Embora enganasse furiosamente e sem qualquer tato a graciosa esposa, embora a tratasse da pior maneira e até com grosseria, infligindo-lhe vexames públicos ditados pelo ciúme, nunca deixou de lhe manifestar uma admiração certa, que perdurou ao longo dos anos e se traduzia em odes inflamadas que, penso eu, deviam fazer esquecer as cenas mais brutais e penosas para os convivas estrangeiros. Mas devia haver compensações, pois creio que a tia Élisabeth permaneceu — aliás sem grande mérito — um modelo de fidelidade conjugal e suportou durante toda a longa existência de ambos maneiras aparentemente odiosas e a exibição escandalosa das inúmeras e dispendiosas relações daquele marido impossível, mas soberbo. E ela própria tinha, sem dúvida, alguns defeitos, a que o primo Robert de Montesquiou chamara « as abominações da deliciosa ».

Toda Paris e até o mundo ressoavam com os estrondos daquele casamento. Nunca deixei de ouvir rumores sobre o provável divórcio, para o qual trabalhavam com dedicação e zelo as várias senhoras que se sucediam nos favores daquele Júpiter; mas, por fim, a admiração secreta que ele sentia por ela e o apego que ela lhe tinha triunfaram sobre as veleidades. Viveram a sua longa vida numa união tempestuosa e semeada de tormentas, realçada — há que dizê-lo — por um público interessado e loquaz, aliás sem grande malevolência. No fundo, creio que se amaram mais do que se soube, e pergunto-me se, durante os vinte anos em que lhe sobreviveu e conheceu menos fausto, mas mais liberdade, ela não lamentava um pouco uma forma de viver que não desagradava ao seu masoquismo.
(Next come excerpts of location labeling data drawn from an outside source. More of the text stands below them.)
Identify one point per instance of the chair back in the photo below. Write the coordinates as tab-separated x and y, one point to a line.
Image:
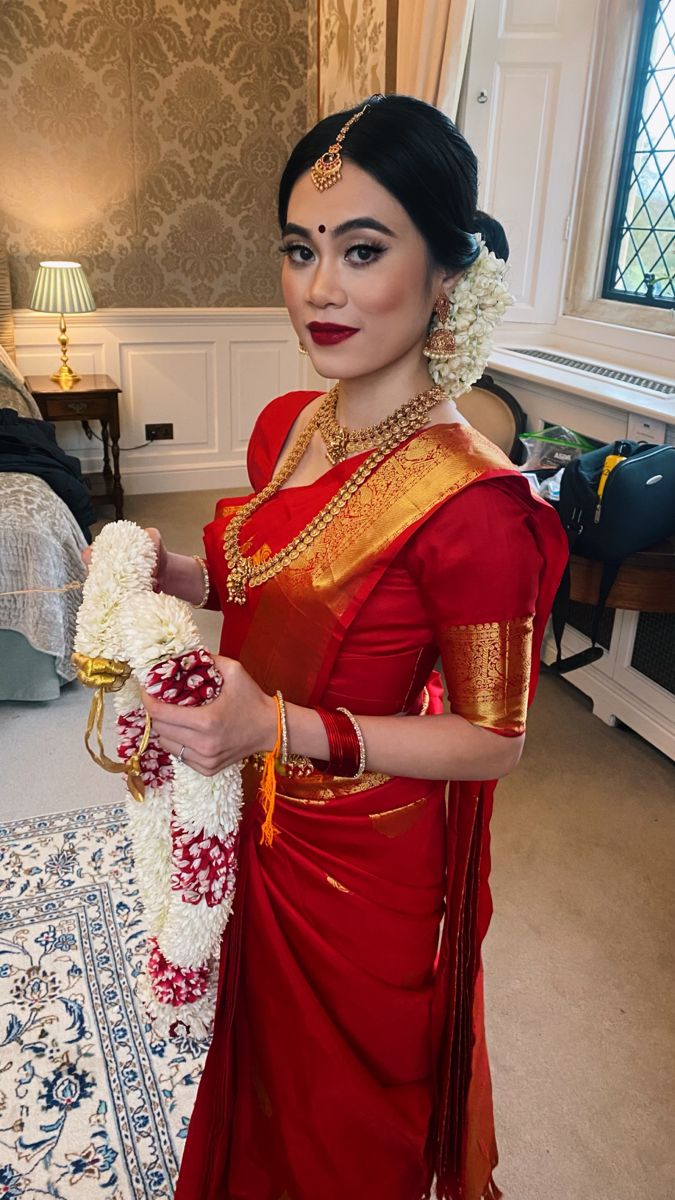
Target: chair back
495	413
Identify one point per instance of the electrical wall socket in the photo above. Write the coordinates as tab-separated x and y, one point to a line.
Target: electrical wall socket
645	429
159	432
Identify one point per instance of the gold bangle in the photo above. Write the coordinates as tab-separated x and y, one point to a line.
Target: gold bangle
205	577
359	739
284	748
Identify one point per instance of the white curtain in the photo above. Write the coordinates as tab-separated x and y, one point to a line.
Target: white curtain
432	45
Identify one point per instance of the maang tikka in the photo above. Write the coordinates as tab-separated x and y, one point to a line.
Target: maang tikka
328	169
441	341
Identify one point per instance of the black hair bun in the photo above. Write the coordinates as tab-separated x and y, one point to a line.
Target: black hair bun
493	234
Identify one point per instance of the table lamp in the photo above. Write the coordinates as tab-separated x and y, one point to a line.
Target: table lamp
61	287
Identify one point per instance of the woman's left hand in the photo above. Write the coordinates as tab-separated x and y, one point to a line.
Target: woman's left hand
242	721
Quando fui admitido no círculo muito fechado dos fundadores, ele já era um velho septuagenário que ainda mantinha bela aparência, e as aventuras amorosas reduziam-se a uma longa relação com Madame de la B., a quem uma pilosidade algo abundante valera a alcunha de Barba. Isso complicava os meus assuntos, porque, apesar de tudo e dos raios tão temidos, a tia Élisabeth impusera como condição para a minha presença naquele círculo tão famoso que eu não participaria nas caçadas em que aparecesse a favorita, realizadas no terreno chamado Grande Commune, uma parcela afastada da propriedade e a poucos minutos de Bois-Boudran. Ora, de tempos a tempos, a caçada decorria naquele território, o que provocava interrupções nos meus convites de sábado.
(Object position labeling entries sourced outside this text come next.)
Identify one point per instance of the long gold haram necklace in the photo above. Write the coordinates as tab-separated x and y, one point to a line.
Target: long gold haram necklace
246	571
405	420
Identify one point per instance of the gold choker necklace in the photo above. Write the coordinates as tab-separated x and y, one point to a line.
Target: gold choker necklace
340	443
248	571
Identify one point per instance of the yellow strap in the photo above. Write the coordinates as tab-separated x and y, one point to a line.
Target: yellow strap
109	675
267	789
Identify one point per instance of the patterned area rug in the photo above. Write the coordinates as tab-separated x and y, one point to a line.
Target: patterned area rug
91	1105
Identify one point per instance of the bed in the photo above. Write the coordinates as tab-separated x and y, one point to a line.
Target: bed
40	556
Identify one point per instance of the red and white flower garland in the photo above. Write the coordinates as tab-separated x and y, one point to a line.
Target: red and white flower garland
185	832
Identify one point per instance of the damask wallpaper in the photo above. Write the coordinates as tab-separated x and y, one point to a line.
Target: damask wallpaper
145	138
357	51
Certo dia, porém, o último dos potentados não cumpriu a promessa e fui convidado para a Grande Commune, em casa da favorita. De manhã, toda a casa civil e militar — mordomos, lacaios, cozinheiros e ajudantes de cozinha — subia para carrinhas e transportava-se para casa da senhora do outro lado, que sem dúvida exigira a minha presença para humilhar a tia, cujo veto a meu respeito a ofendera. Como aceitava Madame de la B., senhora da alta sociedade muito conhecida e recebida nos melhores círculos, aquele estatuto de amante legitimada? Por que milagre o resto da sociedade, por vezes tão cruel, fechava os olhos perante um procedimento tão chocante?

Por vezes também, por acordo tácito, a tia Élisabeth dispunha de Bois-Boudran ao domingo, enquanto o marido e os caçadores voavam para Paris. Aproveitava para convidar uma mistura heterogénea de sábios de barbicha e colarinhos de celuloide, homens de letras em potência, inventores cujo futuro por vezes seria genial, burlões de quem se podia dizer o mesmo, entremeados por gente da moda mas pouco desportiva, conversadores célebres e vizinhos surpreendidos.
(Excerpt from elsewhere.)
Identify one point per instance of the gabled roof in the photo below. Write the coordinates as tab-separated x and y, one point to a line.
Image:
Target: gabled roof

[1] Thierry de Montesquiou, pai de Robert de Montesquiou, era o irmão mais novo de Napoléon de Montesquiou, por sua vez pai de Marie de Montesquiou, princesse Joseph de Caraman Chimay — os pais da comtesse Greffulhe e os avós de Jean de Chimay. Robert de Montesquiou era, portanto, como se sabe, primo direito da mãe da comtesse Greffulhe.

[2] Governanta do rei de Roma.

[3] O prince Joseph de Caraman Chimay (1808-1886), avô da comtesse Greffulhe. Foi ele quem adquiriu o hôtel do quai Malaquais.

[4] Valentine de Caraman Chimay (1839-1914) casou com o prince Paul de Bauffremont e depois com o prince Georges Bibesco, de quem teve Georges-Valentin Bibesco, marido de Marthe Bibesco.

[5] Comtesse Jean de Montebello, nascida Albertine de Briey (1855-1930). Era prima direita por afinidade da comtesse Werlé, nascida Montebello, avó materna de Jean de Chimay.

[6] Com efeito.

[7] Charles de Tinan

[8] O prince e a princesse Alexandre de Caraman Chimay viviam então no número 31 da avenue Henri-Martin.